An ideal battery (with no internal resistance) supplies \(V_{\text {emf }}\) and is connected to a superconducting (no resistance!) coil of inductance \(L\) at time \(t=0 .\) Find the current in the coil as a function of time, \(i(t) .\) Assume that all connections also have zero resistance.

Short answer

Question: Determine the expression for the current in the superconducting coil as a function of time when connected to an ideal battery. Answer: \(i(t) = \frac{V_{emf}}{L}t\)

Step-by-step solution

Set up Kirchhoff's Voltage Law equation

For the given circuit, we can write Kirchhoff's Voltage Law (KVL) equation as: \(V_{emf} - L\frac{di(t)}{dt}=0\)

Solve the differential equation

To find \(i(t)\), we need to solve the first-order linear differential equation: \(L\frac{di(t)}{dt}=V_{emf}\) First, divide both sides by \(L\): \(\frac{di(t)}{dt}=\frac{V_{emf}}{L}\) Now, integrate both sides with respect to time to find \(i(t)\): \(\int \frac{di(t)}{dt} dt=\int\frac{V_{emf}}{L} dt\) On the left side, the integral of the derivative of \(i(t)\) is simply \(i(t)\), and on the right side, we integrate a constant with respect to time: \(i(t) = \frac{V_{emf}}{L}t+C\)

Determine the integration constant

At time \(t=0\), the current through the coil is zero, since the switch is closed at \(t=0\). Therefore, \(i(0) = 0\).
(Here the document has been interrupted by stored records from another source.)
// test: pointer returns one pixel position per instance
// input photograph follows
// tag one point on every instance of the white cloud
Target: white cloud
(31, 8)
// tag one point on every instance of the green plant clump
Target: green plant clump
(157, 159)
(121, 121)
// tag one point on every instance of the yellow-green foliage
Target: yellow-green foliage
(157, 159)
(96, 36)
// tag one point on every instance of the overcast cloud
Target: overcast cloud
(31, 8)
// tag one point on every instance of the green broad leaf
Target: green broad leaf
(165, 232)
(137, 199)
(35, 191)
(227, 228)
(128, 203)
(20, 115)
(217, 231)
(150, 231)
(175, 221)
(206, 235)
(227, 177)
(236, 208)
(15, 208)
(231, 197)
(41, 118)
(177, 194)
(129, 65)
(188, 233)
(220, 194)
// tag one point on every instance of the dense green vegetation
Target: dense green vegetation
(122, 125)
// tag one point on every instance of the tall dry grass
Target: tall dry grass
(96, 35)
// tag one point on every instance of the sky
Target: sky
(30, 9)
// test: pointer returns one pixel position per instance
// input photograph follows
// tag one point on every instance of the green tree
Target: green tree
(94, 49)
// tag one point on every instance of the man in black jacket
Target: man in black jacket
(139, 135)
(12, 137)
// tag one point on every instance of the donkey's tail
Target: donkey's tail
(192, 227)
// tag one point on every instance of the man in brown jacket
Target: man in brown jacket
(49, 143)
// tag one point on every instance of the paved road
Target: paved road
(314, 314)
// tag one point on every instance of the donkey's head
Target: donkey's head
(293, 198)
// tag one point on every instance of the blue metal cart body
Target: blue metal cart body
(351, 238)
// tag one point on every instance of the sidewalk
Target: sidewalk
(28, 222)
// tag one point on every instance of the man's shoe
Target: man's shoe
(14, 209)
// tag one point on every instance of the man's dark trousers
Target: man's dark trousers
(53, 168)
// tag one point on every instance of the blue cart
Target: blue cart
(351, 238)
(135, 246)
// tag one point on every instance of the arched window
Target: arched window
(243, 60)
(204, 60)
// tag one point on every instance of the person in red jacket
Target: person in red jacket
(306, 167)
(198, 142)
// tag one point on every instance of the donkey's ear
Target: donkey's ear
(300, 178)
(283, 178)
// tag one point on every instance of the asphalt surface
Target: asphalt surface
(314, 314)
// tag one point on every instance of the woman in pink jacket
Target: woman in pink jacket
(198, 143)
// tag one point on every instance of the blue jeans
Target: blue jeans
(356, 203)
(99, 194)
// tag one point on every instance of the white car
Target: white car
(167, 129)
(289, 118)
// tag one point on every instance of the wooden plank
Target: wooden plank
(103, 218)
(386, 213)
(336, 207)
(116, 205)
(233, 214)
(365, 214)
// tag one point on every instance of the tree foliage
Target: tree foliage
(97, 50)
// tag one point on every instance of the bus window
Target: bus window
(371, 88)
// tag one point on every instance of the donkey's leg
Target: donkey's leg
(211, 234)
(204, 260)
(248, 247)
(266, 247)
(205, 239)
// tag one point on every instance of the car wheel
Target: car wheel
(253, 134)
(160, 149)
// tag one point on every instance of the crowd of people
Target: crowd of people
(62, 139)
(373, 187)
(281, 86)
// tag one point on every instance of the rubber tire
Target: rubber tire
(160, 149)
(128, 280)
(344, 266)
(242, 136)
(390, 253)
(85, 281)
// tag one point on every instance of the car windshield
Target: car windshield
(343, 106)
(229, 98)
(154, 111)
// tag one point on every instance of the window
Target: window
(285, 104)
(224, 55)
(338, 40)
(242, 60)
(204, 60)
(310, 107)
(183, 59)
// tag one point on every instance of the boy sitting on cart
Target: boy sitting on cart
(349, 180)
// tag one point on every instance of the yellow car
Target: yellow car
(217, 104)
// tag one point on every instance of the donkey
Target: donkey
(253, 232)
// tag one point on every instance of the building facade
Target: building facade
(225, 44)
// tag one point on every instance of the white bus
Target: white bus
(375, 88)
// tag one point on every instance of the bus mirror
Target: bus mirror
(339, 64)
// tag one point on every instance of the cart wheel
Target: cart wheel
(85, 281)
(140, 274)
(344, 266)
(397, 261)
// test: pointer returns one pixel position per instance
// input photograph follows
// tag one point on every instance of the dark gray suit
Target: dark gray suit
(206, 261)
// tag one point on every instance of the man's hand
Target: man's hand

Using this initial condition, we can find the integration constant \(C\): \(0 = \frac{V_{emf}}{L}(0) + C\) Solving for \(C\), we get \(C = 0\).

Write the final expression for \(i(t)\)

With the value of \(C\) determined, we can now write the final expression for \(i(t)\): \(i(t) = \frac{V_{emf}}{L}t\) This equation gives the current in the coil as a function of time when connected to an ideal battery with EMF \(V_{emf}\) and inductor with inductance \(L\).